In watching their commercials – one of which would have you believe that a firefighter is an energy expert whose advice should be taken with all the unquestioned reverence of a papal edict – any thinking person can’t help but think they’re trying to fool voters through fear-and-smear tactics rather than argue the actual merits of the proposal.
Mr. Mitchell concludes by making the REAL point of this entire debate: That the initiative doesn’t enshrine the details of the de-monopolized, competitive market system in the Constitution, but rather only forces the Legislature to do its job and take action on this issue which it’s failed to take over the last few legislative sessions.
Make no mistake: If ECI passes it will be up to legislators to design our new de-monopolized system for consumer choice. They’ll have the ability to craft a system that avoids the mistakes made by goofy states like California and instead develop a system in Nevada that mirrors the successes of states such as Texas.
Much like gaming regulation and marijuana regulation, our legislators will have the opportunity to learn from past mistakes in other states and create the national “gold standard” for energy choice.
“So,” concludes Mr. Mitchell, “the question for voters this fall may not be whether Question 3 is good or bad but whether we trust our lawmakers to be able to learn from the experiences of other states and write regulations that will be beneficial.”
Indeed. And there is certainly legitimate reason for concern that the yahoos we’ve elected in the past who have punted on this issue over and over again aren’t up to the task.

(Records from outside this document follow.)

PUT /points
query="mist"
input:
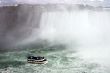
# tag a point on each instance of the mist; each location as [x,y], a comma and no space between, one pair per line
[84,29]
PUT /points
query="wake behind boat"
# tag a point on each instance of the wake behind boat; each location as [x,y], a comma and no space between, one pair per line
[36,60]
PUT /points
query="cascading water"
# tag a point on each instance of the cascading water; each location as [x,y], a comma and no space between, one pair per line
[74,39]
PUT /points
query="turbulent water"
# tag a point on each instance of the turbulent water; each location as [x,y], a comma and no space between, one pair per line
[77,41]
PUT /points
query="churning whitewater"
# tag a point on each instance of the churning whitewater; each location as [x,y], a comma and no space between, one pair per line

But that nevertheless goes to another point which undercuts the “No on 3” argument that this measure shouldn’t be in the Constitution; that if mistakes are made it would take too long to change.
The fact is Question 3 means the Nevada Legislature will be in charge of developing and implementing the changes. Which means whatever the Legislature screws up legislatively can be quickly fixed legislatively.
Which means, as Mr. Mitchell observes, the answer isn’t so much to vote “No on 3” but to elect better, more intelligent legislators who will not only do their job, but do it right.
Couldn’t have said it better myself.